Une table existe matériellement, mais en tant que table, elle n'est que ce pour quoi on l'a prévue, c'est-à-dire, une fonction. L'homme est au contraire le seul être à ne pas pouvoir se résumer à une situation, un usage, une fonction ou un trait de caractère, parce qu'il est un sujet sans cesse projeté hors de lui-même. C'est dans cette perspective que l'on retrouve l'étymologie latine de l'existence formée par ex (« hors de ») et sistere (« être placé », « se tenir »).
Existence
Quand nous disons que : « La table est », l'être ainsi affirmé de la table s'oppose au non-être qui caractérise les chimères. L'être n'est donc pas ici son essence (ce qu'elle est), mais son existence qui s'oppose à son inexistence. L'existence s'oppose donc tout autant à l'essence qu'au néant. L'existence est dès lors une pure position, qui s'éprouve sans jamais se prouver. Kant l'explique dans la Critique de la raison pure, en disant que l'existence ne peut être le prédicat d'aucun concept, autrement dit que « L'existence n'est pas un prédicat réel » : si nous pouvons déduire les propriétés d'un triangle à partir de sa définition, si nous pouvons encore déduire du concept de table que la table ne peut pas être en même temps un stylo ou une souris, nous sommes dans l'incapacité de déduire d'aucun concept l'existence d'un objet correspondant à ce que définit ce concept. L'existence est donc irréductible au concept, et elle n'ajoute rien au concept. Le terme « existence » prend une valeur plus cruciale encore lorsqu'il s'agit de celle de l'homme, et non de celle d'une table ou d'un stylo : elle est alors le lieu d'une interrogation sur le sens de cette existence, ce qui n'est évidemment pas le cas de la part de la table ou du stylo.

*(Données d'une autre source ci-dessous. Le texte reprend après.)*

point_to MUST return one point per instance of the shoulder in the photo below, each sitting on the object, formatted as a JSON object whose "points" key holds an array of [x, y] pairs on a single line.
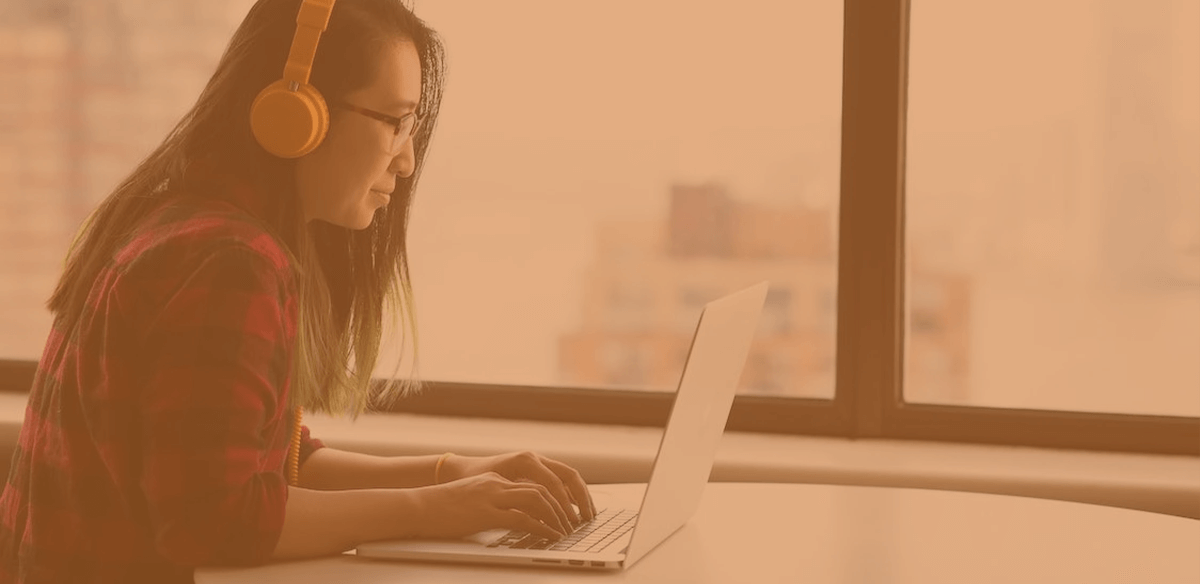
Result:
{"points": [[187, 232]]}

EXISTER (v.) 1. — (Lato) Être au sens 2 ; qualifie le fait d’appartenir à un ordre quelconque de réalité même abstrait (il existe des cygnes noirs, il existe des fonctions continues sans dérivées) ; opposé à essence au sens 2. 2. — Etre réellement, constituer une partie du monde sensible. 3. — Existence : a) le fait exister aux sens 1 ou 2 ; Heidegger emploie en ce sens l’expression être subsistant, par opposition au sens 3 b. b) Pour Heidegger, détermination d’être qui ne convient qu’au Dasein : « l’essence du Dasein réside dans son existence », parce que les caractères de l’être-là ne sont pas des propriétés subsistantes, mais des modes possibles d’être (cf. Sartre : « l'existence de l'homme précède son essence ») ; les existentialistes en général restreignent l’emploi du terme au cas de l’homme : existence est alors Syn. non plus d'être mais de subjectivité ; ces mêmes penseurs donnent pour signification étym. à existence : ex-sis tere, être-hors-de-soi. c) (Sens vulg.) Vie. 4. —Existential (n. m.) chez Heidegger, caractère d’être de l’être-là, opposé à catégorie, caractère d’être de l’être-subsistant (« Les existentiaux et les catégories sont les deux formes fondamentales des caractères possibles de l’Être »). 5. — Existant : a) Syn. étant, b) Ce qui possède de l’existence au sens b. 6. —Existentiel : qui concerne l’existence ; philosophie existentielle est parfois synonyme existentialisme. 7. —Existentialisme. a) (Lato) Toute philosophie qui s’attache à l’expérience humaine de l’existence vécue, et prétend par là qu’il y a des vues sur la réalité qui, non seulement ne peuvent être réduites aux explications scientifiques, mais encore sont plus fondamentales, b) (Stricto) Désigne les doctrines de Jaspers et de Sartre.